Het hof oordeelde dat de rechtbank terecht had geoordeeld dat uitbreiding van de omgangsregeling niet in het belang van de kinderen is. De kinderen kampen met forse problematiek en vereisen meer dan gemiddelde opvoedingsvaardigheden, die de vader niet lijkt te bezitten. Het hof bekrachtigde de beschikking van de rechtbank en wees het verzoek van de vader af, waarbij het belang van de kinderen voorop stond.

Uitspraak

GERECHTSHOF 's-HERTOGENBOSCH

Afdeling civiel recht
Uitspraak: 30 april 2015
Zaaknummer: F 200.161.381/01
Zaaknummer eerste aanleg: C/01/280893 / FA RK 14-3607
in de zaak in hoger beroep van:
[de vader],
wonende te [woonplaats],
appellant,
hierna te noemen: de vader,
advocaat: mr. J.J. Geuze,
tegen
Stichting Jeugdzorg Noord-Brabant,
gevestigd te Einhoven, tevens kantoorhoudende te Helmond,
verweerster,
hierna te noemen: de stichting.
In zijn hoedanigheid als omschreven in artikel 810 van het Wetboek van Burgerlijke Rechtsvordering is in de procedure gekend:
de Raad voor de Kinderbescherming,
vestiging: Eindhoven,
hierna te noemen: de raad.

1.Het geding in eerste aanleg

Het hof verwijst naar de beschikking van de rechtbank Oost-Brabant van 7 november 2014.

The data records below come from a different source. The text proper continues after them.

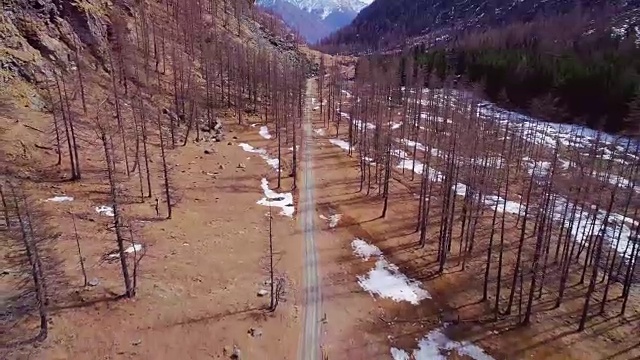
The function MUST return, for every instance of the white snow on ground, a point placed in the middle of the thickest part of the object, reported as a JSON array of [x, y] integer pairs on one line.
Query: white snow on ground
[[460, 189], [588, 223], [539, 169], [387, 281], [60, 198], [264, 132], [333, 219], [105, 210], [365, 250], [566, 164], [274, 163], [419, 168], [281, 200], [398, 354], [509, 207], [131, 249], [617, 180], [357, 123], [436, 345], [344, 145]]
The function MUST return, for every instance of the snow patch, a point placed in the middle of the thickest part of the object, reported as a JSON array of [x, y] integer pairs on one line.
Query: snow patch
[[60, 198], [436, 345], [264, 132], [333, 219], [365, 250], [105, 210], [537, 169], [387, 281], [344, 145], [272, 198], [131, 249], [274, 163]]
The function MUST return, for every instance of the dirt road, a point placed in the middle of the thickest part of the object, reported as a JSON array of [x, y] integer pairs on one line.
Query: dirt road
[[310, 349]]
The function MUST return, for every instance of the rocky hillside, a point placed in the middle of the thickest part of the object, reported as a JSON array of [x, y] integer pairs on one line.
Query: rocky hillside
[[99, 99], [40, 37], [389, 23]]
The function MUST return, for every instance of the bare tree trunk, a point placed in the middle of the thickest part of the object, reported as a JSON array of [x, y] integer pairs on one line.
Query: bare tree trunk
[[116, 216], [75, 230]]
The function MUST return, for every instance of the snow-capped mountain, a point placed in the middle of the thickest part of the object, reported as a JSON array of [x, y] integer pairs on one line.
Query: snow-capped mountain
[[315, 19], [325, 7]]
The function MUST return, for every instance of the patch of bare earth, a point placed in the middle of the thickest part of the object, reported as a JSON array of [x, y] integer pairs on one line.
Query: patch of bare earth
[[198, 282]]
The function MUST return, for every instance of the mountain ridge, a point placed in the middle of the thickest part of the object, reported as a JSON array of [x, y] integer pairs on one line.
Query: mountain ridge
[[388, 23], [315, 19]]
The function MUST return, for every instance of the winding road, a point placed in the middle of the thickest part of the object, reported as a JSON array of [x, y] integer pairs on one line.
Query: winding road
[[310, 349]]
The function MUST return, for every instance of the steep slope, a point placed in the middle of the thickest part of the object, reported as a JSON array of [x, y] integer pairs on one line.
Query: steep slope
[[110, 110], [315, 19], [386, 23]]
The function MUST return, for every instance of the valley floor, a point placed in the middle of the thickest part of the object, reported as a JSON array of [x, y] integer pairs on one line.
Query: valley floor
[[203, 269]]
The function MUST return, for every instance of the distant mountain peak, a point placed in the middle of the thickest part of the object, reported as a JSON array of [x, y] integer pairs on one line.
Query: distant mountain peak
[[315, 19]]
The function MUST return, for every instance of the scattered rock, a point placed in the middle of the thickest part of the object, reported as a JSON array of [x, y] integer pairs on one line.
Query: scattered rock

2.Het geding in hoger beroep

2.1.
Bij beroepschrift met producties, ingekomen ter griffie op 17 december 2014, heeft de vader verzocht voormelde beschikking te vernietigen en opnieuw rechtdoende, voor zoveel mogelijk uitvoerbaar bij voorraad, een omgangsregeling vast te stellen tussen hem en de hierna nader te noemen kinderen van één weekend per 14 dagen alsmede de helft van de vakanties, althans een zodanige omgangsregeling als het hof juist acht.
2.2.
Bij verweerschrift met producties, ingekomen ter griffie op 28 januari 2015, heeft de stichting verzocht het hoger beroep van de vader af te wijzen en de bestreden beschikking, zo begrijpt het hof, te bekrachtigen.
2.3.
De mondelinge behandeling heeft plaatsgevonden op 24 maart 2015. Bij die gelegenheid zijn gehoord:
  • de vader, bijgestaan door mr. Geuze;
  • de stichting, vertegenwoordig door mevrouw [vertegenwoordiger 1 van de stichting] en
de heer [vertegenwoordiger 2 van de stichting];
- de raad, vertegenwoordigd door de heer [vertegenwoordiger raad]
.
2.4.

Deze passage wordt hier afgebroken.